A canção tornou-se um símbolo de resistência e um incentivo para a população timorense. “A música representava o sentimento coletivo do povo, que já estava determinado a ser independente. Foi uma forma de unir e fortalecer a nossa luta”, acrescenta.
No entanto, cantar uma música com uma mensagem tão forte naquela época era perigoso. “Muitos timorenses alertavam os militares indonésios sobre a letra da música, pois entendiam que ela encorajava a luta pela independência. Por isso, após cada apresentação, precisávamos esconder-nos”, recorda.
Após o anúncio da vitória do referendo, em 30 de agosto de 1999, o país mergulhou num cenário de violência e destruição provocado pelas milícias pró-Indonésia. Durante esse período, “Oras To’o Ona” tornou-se ainda mais popular, sendo um lembrete dos sacrifícios do povo timorense.
Da banda NAIL ao apoio a novos talentos
Leo Moniz recorda que, no início da sua carreira, fez parte da banda NAIL, um grupo que enfrentou inúmeros desafios, mas nunca desistiu de explorar e expressar o seu talento.
“Mesmo em tempos difíceis, encontrámos formas de desenvolver o nosso talento. Tivemos o apoio e a inspiração de colegas de Babadok, como Nelson Martins, Aurito e um amigo australiano, que nos incentivaram e nos deram coragem para continuar.
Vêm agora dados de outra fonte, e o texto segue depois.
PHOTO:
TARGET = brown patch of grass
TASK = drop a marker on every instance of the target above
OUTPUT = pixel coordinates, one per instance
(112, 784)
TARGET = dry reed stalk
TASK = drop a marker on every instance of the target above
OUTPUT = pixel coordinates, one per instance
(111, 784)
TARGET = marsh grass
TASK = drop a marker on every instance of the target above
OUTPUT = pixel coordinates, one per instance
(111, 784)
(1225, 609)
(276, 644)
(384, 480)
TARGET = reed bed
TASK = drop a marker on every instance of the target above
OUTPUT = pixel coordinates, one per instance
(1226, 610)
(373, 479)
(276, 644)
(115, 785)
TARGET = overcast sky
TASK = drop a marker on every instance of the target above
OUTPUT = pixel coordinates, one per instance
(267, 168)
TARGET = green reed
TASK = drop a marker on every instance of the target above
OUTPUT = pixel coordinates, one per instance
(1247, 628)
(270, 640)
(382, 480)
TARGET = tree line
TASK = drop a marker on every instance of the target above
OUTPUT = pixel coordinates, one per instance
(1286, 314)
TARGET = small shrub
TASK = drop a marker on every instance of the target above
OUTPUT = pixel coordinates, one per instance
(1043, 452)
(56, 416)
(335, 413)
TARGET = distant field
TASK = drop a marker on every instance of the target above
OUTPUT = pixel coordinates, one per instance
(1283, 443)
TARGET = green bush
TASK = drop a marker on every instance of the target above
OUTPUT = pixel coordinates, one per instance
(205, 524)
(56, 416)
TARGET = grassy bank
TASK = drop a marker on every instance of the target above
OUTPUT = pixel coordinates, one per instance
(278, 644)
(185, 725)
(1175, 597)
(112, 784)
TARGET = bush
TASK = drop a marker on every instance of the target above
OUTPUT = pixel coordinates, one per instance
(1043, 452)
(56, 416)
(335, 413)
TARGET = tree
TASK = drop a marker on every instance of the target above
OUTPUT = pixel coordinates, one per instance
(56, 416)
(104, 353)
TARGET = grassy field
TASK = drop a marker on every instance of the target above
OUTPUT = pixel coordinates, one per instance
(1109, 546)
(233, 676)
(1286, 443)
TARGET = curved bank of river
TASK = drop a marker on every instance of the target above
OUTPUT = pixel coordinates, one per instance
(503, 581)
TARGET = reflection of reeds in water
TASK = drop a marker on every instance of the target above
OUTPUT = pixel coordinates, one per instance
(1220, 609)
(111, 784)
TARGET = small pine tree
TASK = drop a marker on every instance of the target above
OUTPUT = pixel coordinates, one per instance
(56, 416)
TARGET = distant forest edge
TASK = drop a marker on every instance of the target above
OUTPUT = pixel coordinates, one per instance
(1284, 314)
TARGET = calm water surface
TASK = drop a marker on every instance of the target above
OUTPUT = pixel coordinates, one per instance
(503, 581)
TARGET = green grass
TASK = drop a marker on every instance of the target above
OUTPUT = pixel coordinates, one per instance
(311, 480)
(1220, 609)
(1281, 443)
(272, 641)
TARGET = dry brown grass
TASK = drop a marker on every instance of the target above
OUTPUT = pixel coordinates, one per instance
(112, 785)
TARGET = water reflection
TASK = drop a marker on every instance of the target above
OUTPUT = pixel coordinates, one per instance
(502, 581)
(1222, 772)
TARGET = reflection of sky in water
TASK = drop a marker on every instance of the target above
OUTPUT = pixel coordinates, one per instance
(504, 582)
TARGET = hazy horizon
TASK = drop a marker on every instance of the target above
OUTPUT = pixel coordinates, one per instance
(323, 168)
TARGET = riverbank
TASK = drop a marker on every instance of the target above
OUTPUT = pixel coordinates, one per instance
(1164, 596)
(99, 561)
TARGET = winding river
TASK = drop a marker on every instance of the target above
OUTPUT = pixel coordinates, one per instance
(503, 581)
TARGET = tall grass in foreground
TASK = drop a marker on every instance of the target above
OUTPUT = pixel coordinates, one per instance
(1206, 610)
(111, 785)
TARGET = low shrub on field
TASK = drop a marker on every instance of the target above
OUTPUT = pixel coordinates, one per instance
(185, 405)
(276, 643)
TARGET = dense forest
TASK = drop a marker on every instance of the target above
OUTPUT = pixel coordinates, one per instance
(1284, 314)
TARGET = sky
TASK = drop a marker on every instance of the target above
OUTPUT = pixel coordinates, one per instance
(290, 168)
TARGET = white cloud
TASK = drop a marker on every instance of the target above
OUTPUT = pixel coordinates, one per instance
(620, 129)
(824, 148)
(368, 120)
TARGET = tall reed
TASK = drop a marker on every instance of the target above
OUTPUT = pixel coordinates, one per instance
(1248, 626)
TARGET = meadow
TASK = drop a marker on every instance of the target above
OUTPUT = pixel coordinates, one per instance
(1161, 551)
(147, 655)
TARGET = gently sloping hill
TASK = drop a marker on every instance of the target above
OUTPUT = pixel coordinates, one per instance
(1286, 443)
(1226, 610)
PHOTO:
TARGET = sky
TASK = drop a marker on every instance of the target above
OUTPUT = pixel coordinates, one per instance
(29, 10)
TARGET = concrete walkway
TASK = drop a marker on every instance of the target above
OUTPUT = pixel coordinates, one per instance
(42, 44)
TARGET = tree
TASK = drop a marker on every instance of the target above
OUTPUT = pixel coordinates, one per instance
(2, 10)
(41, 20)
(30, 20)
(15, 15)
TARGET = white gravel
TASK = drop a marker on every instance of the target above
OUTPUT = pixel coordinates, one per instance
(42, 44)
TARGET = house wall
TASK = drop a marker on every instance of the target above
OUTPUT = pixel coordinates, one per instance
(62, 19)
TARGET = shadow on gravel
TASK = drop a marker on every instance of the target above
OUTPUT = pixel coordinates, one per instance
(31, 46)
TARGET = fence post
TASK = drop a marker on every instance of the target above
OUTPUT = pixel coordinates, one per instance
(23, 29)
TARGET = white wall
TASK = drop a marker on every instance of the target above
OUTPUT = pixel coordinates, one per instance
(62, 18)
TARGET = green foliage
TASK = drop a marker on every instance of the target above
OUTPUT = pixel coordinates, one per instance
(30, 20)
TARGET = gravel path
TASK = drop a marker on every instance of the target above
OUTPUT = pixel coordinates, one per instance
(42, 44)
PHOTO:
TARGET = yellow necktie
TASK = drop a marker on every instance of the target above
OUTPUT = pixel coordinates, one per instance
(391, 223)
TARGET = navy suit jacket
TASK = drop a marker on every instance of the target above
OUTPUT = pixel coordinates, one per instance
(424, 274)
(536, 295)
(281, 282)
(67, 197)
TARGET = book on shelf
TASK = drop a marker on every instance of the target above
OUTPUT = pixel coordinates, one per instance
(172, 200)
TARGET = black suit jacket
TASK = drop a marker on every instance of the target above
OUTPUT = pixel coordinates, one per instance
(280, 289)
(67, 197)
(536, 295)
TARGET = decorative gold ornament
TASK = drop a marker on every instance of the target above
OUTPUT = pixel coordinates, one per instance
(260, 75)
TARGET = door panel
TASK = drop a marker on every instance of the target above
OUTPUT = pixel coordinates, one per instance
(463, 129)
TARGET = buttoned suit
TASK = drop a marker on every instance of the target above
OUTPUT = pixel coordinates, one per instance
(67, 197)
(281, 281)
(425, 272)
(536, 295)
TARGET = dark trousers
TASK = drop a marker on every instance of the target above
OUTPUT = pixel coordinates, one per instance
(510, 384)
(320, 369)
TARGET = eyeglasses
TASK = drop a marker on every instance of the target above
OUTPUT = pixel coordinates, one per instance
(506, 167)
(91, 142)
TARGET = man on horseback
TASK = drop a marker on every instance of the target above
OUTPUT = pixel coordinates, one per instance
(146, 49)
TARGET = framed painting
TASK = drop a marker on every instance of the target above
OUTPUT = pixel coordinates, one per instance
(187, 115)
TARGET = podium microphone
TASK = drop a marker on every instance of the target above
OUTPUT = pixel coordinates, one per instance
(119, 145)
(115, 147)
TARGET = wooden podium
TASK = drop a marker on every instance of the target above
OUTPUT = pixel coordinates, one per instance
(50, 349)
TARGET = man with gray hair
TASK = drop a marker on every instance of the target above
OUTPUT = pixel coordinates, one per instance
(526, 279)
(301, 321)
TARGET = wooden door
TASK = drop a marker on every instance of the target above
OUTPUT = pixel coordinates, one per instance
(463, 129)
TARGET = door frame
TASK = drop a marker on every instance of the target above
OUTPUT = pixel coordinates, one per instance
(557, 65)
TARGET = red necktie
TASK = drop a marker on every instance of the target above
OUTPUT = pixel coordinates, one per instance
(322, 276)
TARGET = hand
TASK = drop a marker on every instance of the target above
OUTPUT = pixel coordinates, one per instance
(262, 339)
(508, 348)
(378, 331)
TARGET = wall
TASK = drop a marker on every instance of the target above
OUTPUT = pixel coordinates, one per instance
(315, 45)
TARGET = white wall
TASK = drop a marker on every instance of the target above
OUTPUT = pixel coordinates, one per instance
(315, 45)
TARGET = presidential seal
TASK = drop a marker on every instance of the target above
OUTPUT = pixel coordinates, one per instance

Eles acreditavam na importância das nossas músicas, pois sabiam que refletiam fielmente a dura realidade que o povo enfrentava naquela época”, conta.
A música sempre foi mais do que entretenimento para Leo Moniz – foi uma forma de resistência e um meio de dar voz ao povo timorense.
Além da sua carreira como cantor e compositor, Leo Moniz tornou-se uma referência para as novas gerações de músicos timorenses. Muitas bandas e artistas emergentes procuram-no em busca de conselhos sobre como iniciar um percurso na música.
“Eu faço questão de incentivar tanto indivíduos como grupos. A música exige dedicação e compromisso, e procuro ajudar aqueles que realmente querem evoluir. Um exemplo disso são as bandas Galaxy e Klamar, que me veem como uma referência e inspiração para seguirem em frente”, afirma.
Para ele, o papel da música vai além do palco – é uma ferramenta de identidade cultural e transformação social.
A luta pela valorização da música em Timor-Leste
Leo Moniz defende que a arte deve ser prioridade nacional e apela ao governo para que invista no setor, promovendo os talentos da nova geração e fortalecendo a identidade cultural de Timor-Leste.
“O mundo está sempre ligado à arte, e Timor-Leste precisa desenvolvê-la ainda mais, pois ela representa a nossa identidade no cenário internacional. Temos muitas riquezas artísticas – da escultura à pintura, passando pela música. Os jovens devem promovê-las e o governo deve apoiar essa iniciativa, pois há muitos timorenses talentosos”, sublinha.
Para isso, considera fundamental criar uma academia de música para capacitar jovens artistas. “Se nos organizarmos bem e tivermos uma boa gestão, podemos formar uma nova geração de músicos preparados para o futuro, permitindo que conquistem a sua independência artística”, defende.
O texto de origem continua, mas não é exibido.